A Komi-Yazva--Russian Parallel Corpus and Evaluation Protocol for Zero- and Few-Shot LLM Translation
For researchers working on endangered language translation, this provides a reproducible testbed and dataset, but the contribution is incremental as it applies existing methods to a new language pair.
The paper introduces the first Komi-Yazva–Russian parallel corpus (457 sentence pairs) and an evaluation protocol for LLM translation in an extremely low-resource setting. Results show that retrieval-based few-shot prompting consistently improves over zero-shot, but gains beyond a small context are limited, and conclusions depend heavily on metric choice and failure handling.

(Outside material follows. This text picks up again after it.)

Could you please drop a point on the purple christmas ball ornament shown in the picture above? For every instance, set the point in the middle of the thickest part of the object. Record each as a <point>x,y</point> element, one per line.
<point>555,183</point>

We present the first Komi-Yazva--Russian parallel corpus together with an explicit evaluation protocol for studying LLM translation in an endangered, extremely low-resource setting. The dataset contains 457 aligned sentence pairs from 74 narrative texts and is accompanied by documented provenance, sentence-level alignment, and story identifiers that enable leakage-aware evaluation. We use this setup to compare modern large language models on Komi-Yazva-to-Russian translation under severe parallel-data scarcity in zero-shot and retrieval-based few-shot regimes. The protocol includes story-level cross-validation, deterministic retrieval for few-shot prompting, strict validation of generated outputs, complementary reference-based and judge-based metrics, and story-level uncertainty estimates. Across models, LLMs produce non-trivial translations, but performance varies strongly by model family and prompting regime. Retrieval-based few-shot prompting consistently improves over zero-shot prompting, while gains beyond a small retrieved context remain limited. The results show that evaluative conclusions in this setting depend materially on metric choice and failure handling, so the paper frames the corpus as both a dataset contribution and a reproducible evaluation testbed for endangered-language machine translation.